A Mastodon tip argues web request rates should use Bq (becquerel) instead of Hz (hertz), because Hz is reserved for periodic phenomena and HTTP requests are random events.
Key Takeaways
Hz is formally defined for periodic frequencies; the argument is that stochastic arrival events like HTTP requests do not qualify.
Bq (becquerel) is proposed as the correct SI unit because it covers stochastic processes, not just oscillations.
The distinction matters for precision: labeling a random-arrival rate in Hz implies periodicity that does not exist in real web traffic.
The source preview frames this as a practical naming tip for engineers reporting server throughput.
Hacker News Comment Review
Near-unanimous technical pushback: Bq and Hz are dimensionally identical (both reduce to s⁻¹), so substituting one for the other changes nothing about the measurement itself.
The BIPM SI brochure does formally distinguish them – Hz for periodic phenomena, Bq for stochastic processes referred to radionuclides – but commenters note Bq’s radionuclide scope makes it semantically wrong for web servers too.
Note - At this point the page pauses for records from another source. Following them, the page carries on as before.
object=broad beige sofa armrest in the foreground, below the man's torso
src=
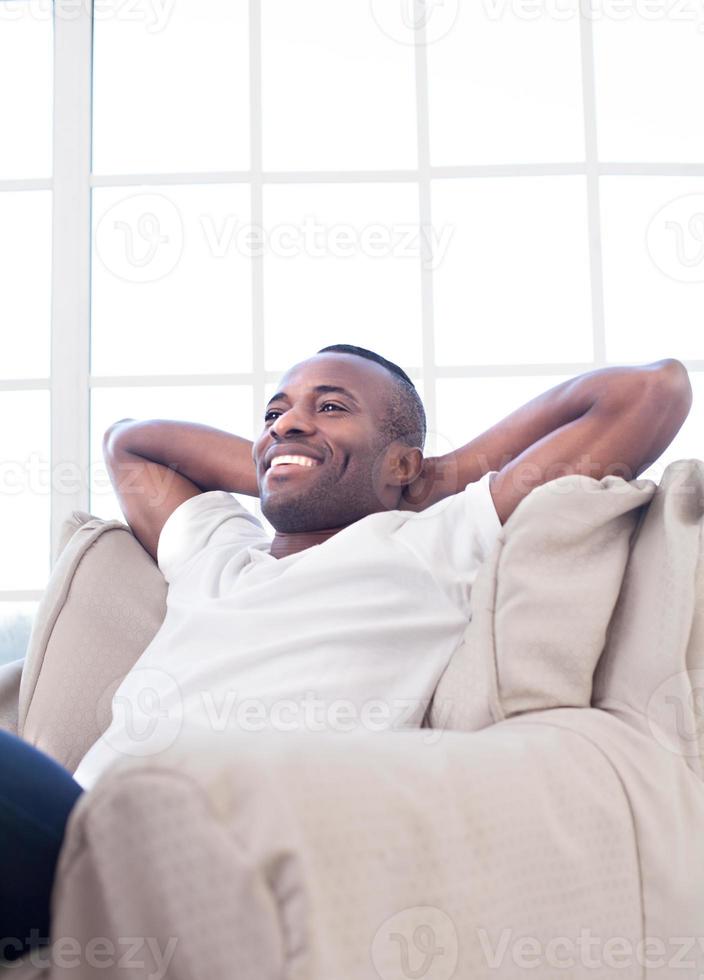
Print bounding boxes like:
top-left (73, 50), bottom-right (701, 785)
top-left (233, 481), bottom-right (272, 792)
top-left (52, 712), bottom-right (642, 980)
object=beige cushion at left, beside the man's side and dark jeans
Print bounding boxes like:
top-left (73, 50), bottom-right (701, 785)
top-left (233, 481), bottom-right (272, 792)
top-left (18, 511), bottom-right (166, 772)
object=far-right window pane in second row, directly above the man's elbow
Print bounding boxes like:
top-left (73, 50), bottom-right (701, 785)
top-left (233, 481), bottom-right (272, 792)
top-left (601, 177), bottom-right (704, 362)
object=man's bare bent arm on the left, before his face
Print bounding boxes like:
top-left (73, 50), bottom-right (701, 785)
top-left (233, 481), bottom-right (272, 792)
top-left (103, 419), bottom-right (259, 561)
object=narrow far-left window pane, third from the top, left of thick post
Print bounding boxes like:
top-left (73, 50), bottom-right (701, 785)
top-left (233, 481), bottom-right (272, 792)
top-left (0, 391), bottom-right (52, 591)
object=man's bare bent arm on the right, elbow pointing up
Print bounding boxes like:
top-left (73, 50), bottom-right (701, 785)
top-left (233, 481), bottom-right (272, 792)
top-left (402, 358), bottom-right (692, 524)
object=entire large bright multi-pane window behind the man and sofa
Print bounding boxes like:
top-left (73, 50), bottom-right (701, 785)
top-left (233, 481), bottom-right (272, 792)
top-left (0, 0), bottom-right (704, 657)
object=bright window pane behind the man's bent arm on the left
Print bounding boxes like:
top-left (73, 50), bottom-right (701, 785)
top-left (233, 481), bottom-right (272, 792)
top-left (90, 385), bottom-right (253, 521)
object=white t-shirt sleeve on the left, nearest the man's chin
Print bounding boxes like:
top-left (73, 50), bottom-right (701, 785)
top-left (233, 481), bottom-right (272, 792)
top-left (156, 490), bottom-right (268, 582)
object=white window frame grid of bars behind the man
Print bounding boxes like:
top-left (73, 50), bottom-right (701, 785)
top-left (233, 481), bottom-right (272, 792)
top-left (0, 0), bottom-right (704, 601)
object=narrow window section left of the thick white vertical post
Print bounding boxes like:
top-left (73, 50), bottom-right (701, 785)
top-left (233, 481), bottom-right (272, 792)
top-left (0, 0), bottom-right (53, 662)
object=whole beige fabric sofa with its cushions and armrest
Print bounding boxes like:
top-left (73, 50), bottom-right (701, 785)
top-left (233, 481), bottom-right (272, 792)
top-left (0, 460), bottom-right (704, 980)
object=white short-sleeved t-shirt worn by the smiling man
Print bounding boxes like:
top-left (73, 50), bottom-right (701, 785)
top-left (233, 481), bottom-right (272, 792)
top-left (75, 473), bottom-right (501, 788)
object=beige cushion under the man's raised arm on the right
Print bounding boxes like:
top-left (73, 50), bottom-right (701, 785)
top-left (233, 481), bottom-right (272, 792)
top-left (429, 474), bottom-right (655, 731)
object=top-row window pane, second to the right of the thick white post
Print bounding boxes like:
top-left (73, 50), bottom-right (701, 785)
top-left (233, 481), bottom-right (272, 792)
top-left (262, 0), bottom-right (418, 170)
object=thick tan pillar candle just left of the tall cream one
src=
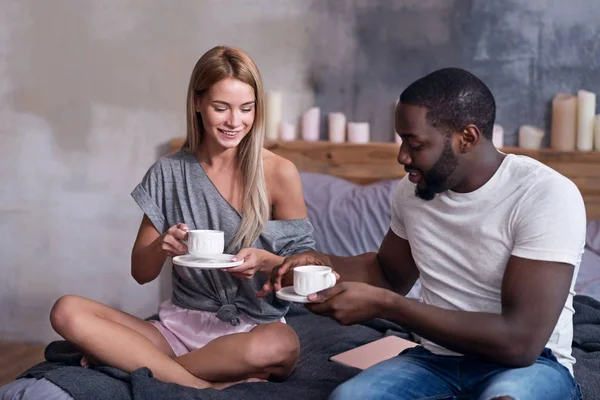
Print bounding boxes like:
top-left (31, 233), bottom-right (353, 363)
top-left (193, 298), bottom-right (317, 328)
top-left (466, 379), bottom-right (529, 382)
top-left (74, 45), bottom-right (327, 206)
top-left (550, 93), bottom-right (577, 151)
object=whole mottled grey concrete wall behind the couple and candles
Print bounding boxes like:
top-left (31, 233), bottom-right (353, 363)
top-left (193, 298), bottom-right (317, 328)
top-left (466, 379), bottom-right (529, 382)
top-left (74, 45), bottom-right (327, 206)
top-left (0, 0), bottom-right (600, 341)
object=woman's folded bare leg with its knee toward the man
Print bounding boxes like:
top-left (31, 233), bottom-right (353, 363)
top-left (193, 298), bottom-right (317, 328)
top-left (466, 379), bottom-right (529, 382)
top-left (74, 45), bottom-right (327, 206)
top-left (175, 322), bottom-right (300, 382)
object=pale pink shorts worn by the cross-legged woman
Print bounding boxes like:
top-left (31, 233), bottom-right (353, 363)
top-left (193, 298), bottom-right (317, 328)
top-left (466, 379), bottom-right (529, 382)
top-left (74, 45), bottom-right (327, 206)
top-left (150, 300), bottom-right (285, 357)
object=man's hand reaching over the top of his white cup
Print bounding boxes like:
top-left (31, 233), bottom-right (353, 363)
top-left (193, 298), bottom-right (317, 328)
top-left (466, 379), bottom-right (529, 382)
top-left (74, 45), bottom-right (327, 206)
top-left (256, 251), bottom-right (332, 297)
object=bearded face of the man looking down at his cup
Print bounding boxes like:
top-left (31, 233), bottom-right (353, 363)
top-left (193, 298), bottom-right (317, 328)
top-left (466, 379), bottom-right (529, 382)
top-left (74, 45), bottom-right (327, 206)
top-left (396, 103), bottom-right (458, 200)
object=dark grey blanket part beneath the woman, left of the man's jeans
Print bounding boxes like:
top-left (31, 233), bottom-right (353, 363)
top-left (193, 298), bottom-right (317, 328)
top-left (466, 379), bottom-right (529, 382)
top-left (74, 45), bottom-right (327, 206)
top-left (20, 306), bottom-right (390, 400)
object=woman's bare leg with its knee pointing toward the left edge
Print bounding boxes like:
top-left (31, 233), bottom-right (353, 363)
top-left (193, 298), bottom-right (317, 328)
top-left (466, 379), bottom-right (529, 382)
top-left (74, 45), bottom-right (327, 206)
top-left (50, 296), bottom-right (211, 388)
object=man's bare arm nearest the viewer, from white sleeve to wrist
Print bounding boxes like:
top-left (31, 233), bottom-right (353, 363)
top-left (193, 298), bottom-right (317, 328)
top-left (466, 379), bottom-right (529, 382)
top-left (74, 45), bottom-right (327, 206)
top-left (379, 256), bottom-right (574, 367)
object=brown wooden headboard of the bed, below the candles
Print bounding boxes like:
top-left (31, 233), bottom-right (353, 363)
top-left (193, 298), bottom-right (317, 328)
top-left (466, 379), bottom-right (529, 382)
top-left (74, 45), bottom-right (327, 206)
top-left (170, 138), bottom-right (600, 220)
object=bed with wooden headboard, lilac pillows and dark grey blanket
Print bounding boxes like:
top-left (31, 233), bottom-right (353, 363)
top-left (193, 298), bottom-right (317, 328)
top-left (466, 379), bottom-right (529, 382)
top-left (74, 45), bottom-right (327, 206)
top-left (0, 140), bottom-right (600, 400)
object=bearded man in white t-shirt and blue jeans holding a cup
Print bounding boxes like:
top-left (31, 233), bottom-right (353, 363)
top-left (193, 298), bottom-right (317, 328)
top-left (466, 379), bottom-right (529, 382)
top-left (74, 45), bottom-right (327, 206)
top-left (263, 68), bottom-right (586, 400)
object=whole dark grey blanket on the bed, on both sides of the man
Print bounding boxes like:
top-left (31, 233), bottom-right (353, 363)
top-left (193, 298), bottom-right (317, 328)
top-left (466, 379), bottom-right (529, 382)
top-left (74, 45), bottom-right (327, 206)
top-left (20, 296), bottom-right (600, 400)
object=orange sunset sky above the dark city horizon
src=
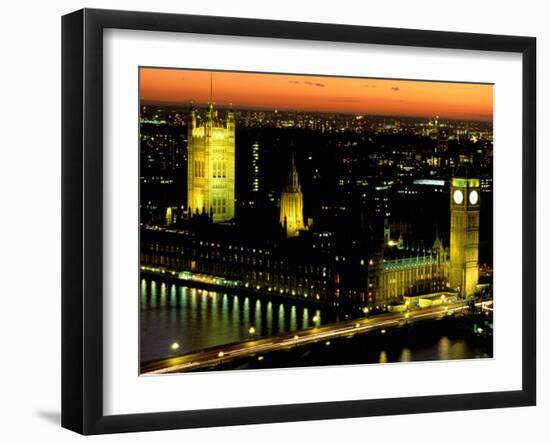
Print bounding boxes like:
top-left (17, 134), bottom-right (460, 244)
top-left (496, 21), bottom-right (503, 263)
top-left (140, 68), bottom-right (493, 121)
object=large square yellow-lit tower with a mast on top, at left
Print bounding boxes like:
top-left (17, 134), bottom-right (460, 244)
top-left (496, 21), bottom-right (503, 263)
top-left (187, 104), bottom-right (235, 223)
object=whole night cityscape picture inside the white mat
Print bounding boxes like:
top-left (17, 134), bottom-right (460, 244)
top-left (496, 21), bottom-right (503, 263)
top-left (139, 70), bottom-right (493, 374)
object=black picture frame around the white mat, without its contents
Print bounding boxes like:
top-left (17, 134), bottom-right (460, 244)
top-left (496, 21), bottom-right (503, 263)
top-left (62, 9), bottom-right (536, 434)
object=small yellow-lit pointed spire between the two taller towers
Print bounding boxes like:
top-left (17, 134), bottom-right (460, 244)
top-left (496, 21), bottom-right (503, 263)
top-left (279, 154), bottom-right (305, 237)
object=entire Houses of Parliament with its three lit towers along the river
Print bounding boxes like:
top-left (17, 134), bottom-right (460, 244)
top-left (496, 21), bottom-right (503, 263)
top-left (141, 104), bottom-right (480, 309)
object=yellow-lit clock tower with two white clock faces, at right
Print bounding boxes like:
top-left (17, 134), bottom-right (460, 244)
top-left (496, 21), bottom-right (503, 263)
top-left (449, 164), bottom-right (480, 297)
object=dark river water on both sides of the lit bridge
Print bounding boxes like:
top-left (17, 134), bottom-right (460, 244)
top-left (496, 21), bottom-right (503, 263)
top-left (140, 278), bottom-right (493, 370)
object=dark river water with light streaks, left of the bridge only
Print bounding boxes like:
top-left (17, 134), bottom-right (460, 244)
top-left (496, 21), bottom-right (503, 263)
top-left (140, 279), bottom-right (336, 361)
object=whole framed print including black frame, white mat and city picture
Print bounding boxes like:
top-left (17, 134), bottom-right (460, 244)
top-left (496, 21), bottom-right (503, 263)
top-left (62, 9), bottom-right (536, 434)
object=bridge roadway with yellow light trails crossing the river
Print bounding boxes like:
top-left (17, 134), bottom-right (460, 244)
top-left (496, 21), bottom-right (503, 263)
top-left (141, 301), bottom-right (492, 375)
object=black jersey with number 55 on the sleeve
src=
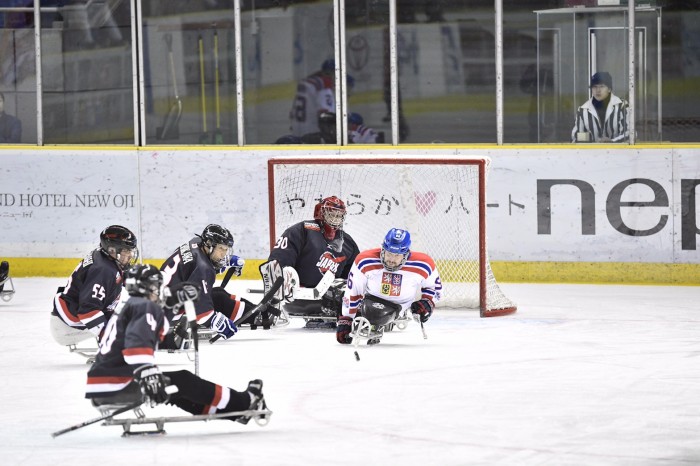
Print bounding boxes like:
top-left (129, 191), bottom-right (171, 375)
top-left (53, 248), bottom-right (124, 329)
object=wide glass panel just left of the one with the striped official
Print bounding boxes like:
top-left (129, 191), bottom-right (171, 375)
top-left (397, 0), bottom-right (496, 143)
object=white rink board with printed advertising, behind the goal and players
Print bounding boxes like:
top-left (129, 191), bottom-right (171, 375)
top-left (0, 148), bottom-right (700, 263)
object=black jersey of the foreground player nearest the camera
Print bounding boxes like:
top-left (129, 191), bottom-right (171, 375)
top-left (85, 296), bottom-right (169, 398)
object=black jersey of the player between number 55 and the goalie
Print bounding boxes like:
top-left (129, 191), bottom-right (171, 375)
top-left (160, 236), bottom-right (216, 325)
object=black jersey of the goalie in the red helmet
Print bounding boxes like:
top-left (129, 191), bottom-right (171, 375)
top-left (269, 220), bottom-right (360, 288)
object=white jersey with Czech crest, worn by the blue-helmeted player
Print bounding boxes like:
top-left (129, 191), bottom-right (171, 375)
top-left (343, 248), bottom-right (442, 317)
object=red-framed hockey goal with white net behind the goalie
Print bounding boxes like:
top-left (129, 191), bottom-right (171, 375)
top-left (268, 156), bottom-right (517, 317)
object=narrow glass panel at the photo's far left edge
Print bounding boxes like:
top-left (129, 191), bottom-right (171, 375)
top-left (0, 0), bottom-right (37, 144)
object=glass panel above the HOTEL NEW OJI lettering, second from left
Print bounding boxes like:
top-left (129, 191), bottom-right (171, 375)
top-left (41, 0), bottom-right (134, 144)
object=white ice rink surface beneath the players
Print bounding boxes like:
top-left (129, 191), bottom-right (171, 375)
top-left (0, 278), bottom-right (700, 466)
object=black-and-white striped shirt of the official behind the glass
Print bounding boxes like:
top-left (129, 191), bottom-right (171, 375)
top-left (571, 93), bottom-right (629, 142)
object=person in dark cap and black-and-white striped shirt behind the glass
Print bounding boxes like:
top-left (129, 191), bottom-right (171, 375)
top-left (571, 71), bottom-right (629, 142)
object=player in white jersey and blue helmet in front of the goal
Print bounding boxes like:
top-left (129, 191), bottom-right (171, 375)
top-left (336, 228), bottom-right (442, 344)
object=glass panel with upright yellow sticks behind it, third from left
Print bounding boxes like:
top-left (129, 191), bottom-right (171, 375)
top-left (142, 0), bottom-right (238, 144)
Practical consensus cuts the debate short: “rps” (requests per second) is already the standard in production monitoring, carries the right context, and requires no SI pedantry.
Notable Comments
@manuel-rhdt: Notes Bq doesn’t fix the underlying issue and that real web traffic is bursty, not memoryless Poisson – undermining even the stochastic-process framing.
@maxnoe: Quotes BIPM directly confirming the Hz/Bq split, but highlights that Bq is scoped to radionuclide activity – so neither unit is technically correct here.
@animuchan: “If it’s OK to measure this sound in Hz, isn’t it OK to measure the HTTP requests in Hz” – a concrete speaker-click thought experiment defending Hz.